The homeowner or host of the party can be cited and fines can begin at $1,000, and those who are given citations are required to make a court appearance.

Cantrell also introduced two new investigators who have been brought on board to give the university’s public safety unit more of a presence in the neighborhoods that surround LMU, especially on weekends, when the student gatherings tend to occur.

LMU investigators can also issue fines to students who are cited by the police for unruly behavior off campus, and they may be ordered to perform community service.

These new initiatives are part of a coordinated effort by a task force that was created in the wake of a flurry of protests by several homeowners who live adjacent to the Jesuit university in recent months. For several years, they have complained about the size and noise levels at student gatherings at what are called “partyhouses,” and several homeowners have written to LMU officials that their neighborhoods have been overrun by as many as 200 students on weekends.

In addition, residents claim that they have witnessed students allegedly committing property damage in their neighborhoods, urinating on lawns and engaging in confrontational behavior with residents.

The boundaries for which LMU’s public safety will be responsible regarding the partyhouses are Manchester Avenue to the south, Sepulveda Boulevard to the east, Jefferson Boulevard to the north and Lincoln Boulevard to the west.

“We believe this patrol area will cover most, if not all, of the partyhouses that we’re aware of,” Cantrell told the audience.

Cantrell noted that there are always parties as far away as Marina del Rey and Playa del Rey in addition to those held in Westchester.

“But that will not be our general patrol area,” the chief said.

Lee Rittenour, who has lived in Westchester for 15 years, feels that university students parking their cars on neighborhood streets is still a problem, but unlike many of her neighbors, she has largely not been affected by the student parties.

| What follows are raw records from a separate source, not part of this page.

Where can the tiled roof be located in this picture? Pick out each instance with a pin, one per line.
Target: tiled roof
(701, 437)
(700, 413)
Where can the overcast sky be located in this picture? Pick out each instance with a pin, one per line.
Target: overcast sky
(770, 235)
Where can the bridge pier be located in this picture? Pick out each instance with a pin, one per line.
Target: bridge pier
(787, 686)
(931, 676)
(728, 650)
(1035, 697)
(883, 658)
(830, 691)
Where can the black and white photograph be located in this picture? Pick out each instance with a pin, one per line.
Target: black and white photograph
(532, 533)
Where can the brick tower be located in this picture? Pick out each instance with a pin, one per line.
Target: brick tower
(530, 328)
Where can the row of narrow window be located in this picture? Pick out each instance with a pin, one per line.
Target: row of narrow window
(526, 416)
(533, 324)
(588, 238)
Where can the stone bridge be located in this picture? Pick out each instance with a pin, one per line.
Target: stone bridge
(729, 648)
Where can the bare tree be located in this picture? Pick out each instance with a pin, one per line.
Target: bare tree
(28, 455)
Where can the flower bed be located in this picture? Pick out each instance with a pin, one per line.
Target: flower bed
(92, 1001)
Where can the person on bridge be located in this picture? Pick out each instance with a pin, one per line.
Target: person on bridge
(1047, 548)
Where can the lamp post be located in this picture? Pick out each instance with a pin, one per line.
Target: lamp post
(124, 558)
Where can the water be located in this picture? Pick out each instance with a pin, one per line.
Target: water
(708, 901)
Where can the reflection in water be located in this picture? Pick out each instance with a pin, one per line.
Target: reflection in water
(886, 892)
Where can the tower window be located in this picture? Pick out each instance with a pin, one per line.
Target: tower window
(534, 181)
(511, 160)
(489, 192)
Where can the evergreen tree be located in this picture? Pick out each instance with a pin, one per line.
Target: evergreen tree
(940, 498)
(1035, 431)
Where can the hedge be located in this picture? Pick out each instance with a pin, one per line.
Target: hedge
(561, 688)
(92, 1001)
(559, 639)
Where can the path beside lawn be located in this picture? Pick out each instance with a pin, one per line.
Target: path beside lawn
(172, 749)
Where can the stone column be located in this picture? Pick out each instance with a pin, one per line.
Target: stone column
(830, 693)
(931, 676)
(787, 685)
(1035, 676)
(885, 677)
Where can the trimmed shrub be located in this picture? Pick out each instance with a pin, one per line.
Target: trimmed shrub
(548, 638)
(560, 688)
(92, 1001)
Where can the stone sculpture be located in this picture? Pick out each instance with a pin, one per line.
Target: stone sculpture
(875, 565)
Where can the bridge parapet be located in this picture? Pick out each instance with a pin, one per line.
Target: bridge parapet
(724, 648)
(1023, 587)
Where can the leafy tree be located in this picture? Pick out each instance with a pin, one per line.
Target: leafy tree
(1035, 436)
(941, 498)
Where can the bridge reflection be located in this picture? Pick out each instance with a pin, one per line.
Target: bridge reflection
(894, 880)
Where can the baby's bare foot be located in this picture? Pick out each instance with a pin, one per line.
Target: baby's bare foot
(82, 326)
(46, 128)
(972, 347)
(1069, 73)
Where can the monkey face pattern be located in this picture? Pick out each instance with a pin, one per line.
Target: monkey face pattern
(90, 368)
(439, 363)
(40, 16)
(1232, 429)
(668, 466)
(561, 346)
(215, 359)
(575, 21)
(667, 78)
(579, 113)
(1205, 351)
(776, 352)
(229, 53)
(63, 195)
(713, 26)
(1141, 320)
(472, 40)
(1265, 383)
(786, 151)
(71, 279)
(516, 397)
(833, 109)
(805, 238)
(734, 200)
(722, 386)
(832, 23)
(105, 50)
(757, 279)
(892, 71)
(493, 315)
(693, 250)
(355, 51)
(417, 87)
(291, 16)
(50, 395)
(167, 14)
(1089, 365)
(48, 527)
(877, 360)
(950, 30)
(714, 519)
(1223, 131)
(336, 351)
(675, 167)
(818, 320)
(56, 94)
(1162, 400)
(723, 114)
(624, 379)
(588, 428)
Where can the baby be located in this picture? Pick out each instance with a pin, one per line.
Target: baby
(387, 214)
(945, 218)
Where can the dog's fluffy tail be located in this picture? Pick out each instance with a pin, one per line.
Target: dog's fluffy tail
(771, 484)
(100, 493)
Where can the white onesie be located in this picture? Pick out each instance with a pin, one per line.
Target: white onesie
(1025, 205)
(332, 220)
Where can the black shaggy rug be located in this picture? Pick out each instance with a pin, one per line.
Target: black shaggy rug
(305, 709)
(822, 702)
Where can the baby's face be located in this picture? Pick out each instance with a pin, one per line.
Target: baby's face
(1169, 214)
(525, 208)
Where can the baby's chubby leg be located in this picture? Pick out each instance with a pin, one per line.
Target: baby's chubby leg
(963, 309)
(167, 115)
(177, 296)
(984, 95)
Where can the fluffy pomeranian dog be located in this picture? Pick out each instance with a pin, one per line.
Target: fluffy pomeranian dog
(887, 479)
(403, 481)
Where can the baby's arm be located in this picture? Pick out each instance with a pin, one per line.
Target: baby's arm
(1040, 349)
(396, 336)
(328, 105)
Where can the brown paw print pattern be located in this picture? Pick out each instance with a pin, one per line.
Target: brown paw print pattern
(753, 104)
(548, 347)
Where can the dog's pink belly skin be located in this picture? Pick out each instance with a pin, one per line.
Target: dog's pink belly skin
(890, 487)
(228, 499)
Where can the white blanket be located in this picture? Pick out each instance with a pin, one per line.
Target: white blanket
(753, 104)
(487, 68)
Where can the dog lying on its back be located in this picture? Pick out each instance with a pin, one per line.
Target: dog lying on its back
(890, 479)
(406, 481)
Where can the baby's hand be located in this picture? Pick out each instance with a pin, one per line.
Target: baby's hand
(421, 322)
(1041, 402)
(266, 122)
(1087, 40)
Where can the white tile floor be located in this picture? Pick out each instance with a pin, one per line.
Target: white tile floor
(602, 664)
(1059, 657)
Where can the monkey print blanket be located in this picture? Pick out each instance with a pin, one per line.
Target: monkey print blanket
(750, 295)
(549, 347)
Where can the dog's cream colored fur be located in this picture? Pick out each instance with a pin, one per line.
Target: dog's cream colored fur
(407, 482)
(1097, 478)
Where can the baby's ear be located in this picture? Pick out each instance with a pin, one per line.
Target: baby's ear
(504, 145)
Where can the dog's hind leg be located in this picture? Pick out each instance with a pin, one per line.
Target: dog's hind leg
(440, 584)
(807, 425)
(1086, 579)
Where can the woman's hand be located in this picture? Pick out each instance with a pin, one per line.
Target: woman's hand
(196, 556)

“I do think that neighborhoods that force the landowners to be more responsible for their tenants’ actions is a good idea,” she said.

A recent addition to Westchester, Peter Palmer, said he had an unpleasant experience recently with a partyhouse close to his residence.

Last month, Palmer said that he was awakened before 11 p.m. by “yelling and screaming” from several partygoers.

“Loud and boisterous, drunk and disorderly, and vulgar and disrespectful are euphemisms for what I experienced in the next hour and a half,” he wrote in a letter to the editor to The Argonaut.

In addition to the new investigators and the more aggressive approach by LAPD, the Associated Students of LMU has also become involved in the controversy surrounding off-campus parties.

Genna Gammi, vice president of the student association, discussed the Party Smart campaign, an enterprise launched by the association that asks its peers to be responsible when they are at parties on and off campus.

“(Party Smart) is in its beginning stages, and it’s not easy trying to tell your peers to cut back a bit, but that’s we’re committed to doing,” said Gammi, a senior who is majoring in political science.

“The fact that this is a student-initiated campaign says something about how the students are getting involved and taking a proactive role in the issue,” said Jade Smith, the university’s off campus director of student life. “It’s one thing for our office or administration to promote civility, civic responsibility, or accountability; it’s another when students start taking responsibility for each other.”

LMU officials were also questioned by the audience regarding the penalties that students might receive if they are found engaging in destructive or uncivil behavior.

“We have the full extent of our judicial system at our disposal,” Smith answered. “What we really like to have is what we call ‘a teachable moment,’ where the student has an opportunity to reflect on what they’ve done, instead of just pay a fine and keep moving.”

Judicial probation and a possible $500 fine are two of the most extreme punishments, Smith says, but those are typically worst case scenarios.

LMU authorities believe that the fall quarter will be a good period to gauge if their initiatives are successful.

Cantrell, a former Inglewood police captain, told The Argonaut that the measures that are being employed are similar to some of the community-based policing policies that he instituted on the police force, and he is confident that they will work — if they are given an opportunity to do so.

“I’m pretty sure that if we continue to have these kinds of meetings and pursue the strategy to its logical conclusion, we will have a reduction in illegal parties and in frustration by the neighbors,” Cantrell concluded. “I really believe that.”